Advantages and Disadvantages of Second Mortgages
A second mortgage won’t be your sole financing option, and carefully weighing its pros and cons can help you determine if it’s the right fit for your needs.
Advantages
- Interest rates are typically lower than those found with personal loans, credit cards, or other forms of unsecured debt.17
- Your primary mortgage remains unaltered.
- You benefit from a lengthy repayment timeline (often up to 30 years).
Disadvantages
- You risk losing your home to foreclosure if you fail to maintain monthly payments.
- If you choose a variable-rate HELOC, the interest rate could potentially rise to a level you cannot comfortably afford.
- Interest rates are generally higher than those on your primary mortgage.18
» MORE: HELOC vs. home equity loan pros and cons.

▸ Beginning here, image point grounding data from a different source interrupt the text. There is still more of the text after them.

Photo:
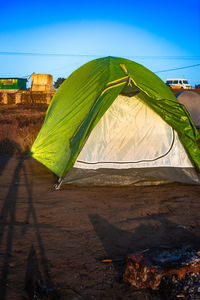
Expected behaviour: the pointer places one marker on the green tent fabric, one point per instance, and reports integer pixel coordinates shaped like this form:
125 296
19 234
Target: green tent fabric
85 96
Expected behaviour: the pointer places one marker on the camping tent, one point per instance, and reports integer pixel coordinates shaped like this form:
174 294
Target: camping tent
114 121
191 100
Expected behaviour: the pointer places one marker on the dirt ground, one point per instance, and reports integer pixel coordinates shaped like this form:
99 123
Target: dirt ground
58 238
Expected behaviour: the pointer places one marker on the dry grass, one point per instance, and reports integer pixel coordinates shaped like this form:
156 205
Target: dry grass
19 126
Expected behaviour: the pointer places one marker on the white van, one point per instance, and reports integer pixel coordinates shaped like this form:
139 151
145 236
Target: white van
178 83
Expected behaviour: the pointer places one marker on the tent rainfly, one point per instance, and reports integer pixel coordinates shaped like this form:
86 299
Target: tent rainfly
113 121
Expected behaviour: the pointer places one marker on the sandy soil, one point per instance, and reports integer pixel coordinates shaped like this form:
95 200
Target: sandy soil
60 237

How to Obtain a Second Mortgage
The process of obtaining a second mortgage is quite similar to securing a primary mortgage, though there are a few distinctions.19 You won’t typically engage a real estate agent, and a home inspection won’t be necessary. You will, however, require a home appraisal, as the current market value of your home plays a significant role in determining your borrowing capacity.
Here’s an overview of the steps involved in getting a second mortgage:
- Calculate your approximate home equity and determine the amount you wish to borrow.
- Gather documentation pertaining to your current income and debts.
- Compare various second mortgage lenders.
- Submit your application for the second mortgage.
- Review the disclosure documents carefully. Verify that the terms align with your expectations and that you can comfortably afford the second mortgage payments.
- Provide any additional documentation requested for underwriting.
- Proceed to close on the second mortgage.